La città prima ancora di essere un sistema fisico-funzionale è un sistema sociale complesso: il trasformare, il rigenerare (dare nuovo significato, e non solo abbellire, rifunzionalizzare) ha effetti sulle pratiche sociali di tutti. Le “buone intenzioni” devono misurarsi dall’alto ma anche dal basso: far emergere i punti di vista, conoscere coniugando i vari saperi. “Non chiederti quale è il problema, ma quale è la storia” (Foster): ecco le micro storie e le diverse interpretazioni e sensibilità. Ciò è decisivo per l’appartenenza e l’identità e contrastare anomia e disaffiliazione.
Cambiare il modo, cambiare il mondo: se cambi acquisisci nuovi linguaggi e paradigmi. Costruisci una mappa cognitiva che innova tanto più è diffusa. Dare cittadinanza ai processi creativi affermando il milieu innovativo, rompendo con codici e consuetudini conservatrici. Nuova mentalità che soppianti quella crapulosa e di bassa cucina. A proposito: che ruolo hanno ancora le corporation venute da fuori con le loro logiche di “colonizzatori ” e inquinatori, e quanto condizionano ancora?

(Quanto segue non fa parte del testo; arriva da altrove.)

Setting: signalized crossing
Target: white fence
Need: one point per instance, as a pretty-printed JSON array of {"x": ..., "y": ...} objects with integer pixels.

La Cultura, ruolo e funzione. Finalmente l’argomento è “entrato” nel discorso pubblico. Sta producendo formazione superiore e programmazione continua. Ma si rischia il “pedagogismo”? Ha il retro pensiero della distinzione “datata” di cultura alta e cultura di massa? La Cultura è “critica dell’esistente” facendo transitare dal “crudo” delle monadi indistinte e belligeranti al “cotto” della relazione tra soggetti comunitari?
Ecco, non esistono di sicuro idee salvifiche.
L’alba si distende su tutti, così come le nebbie di novembre, e bisogna soprattutto slegare gomene. Il vento segna i volti e gli animi. E noi somigliamo molto all’improvviso montare del vento del nostro canale d’Otranto: passata la buriana, abbandoniamo il coraggio verbale e torniamo ai riti dell’autoconsolazione e dell’autoinganno.
Progettare vuol dire “venire in essere”, come potrebbe essere. E la nemesi è punizione per ciò che non siamo, ciò che non facciamo. Perché se sprechi la tua vita qui…è come averla sprecata su tutta la terra.
Venticinque anni fa, con amici volenterosi, abbiamo proposto l’ALEPH: comprendere da tutti i punti di vista, e contemporaneamente.

Proposta: facciamo gli “stati generali” della città.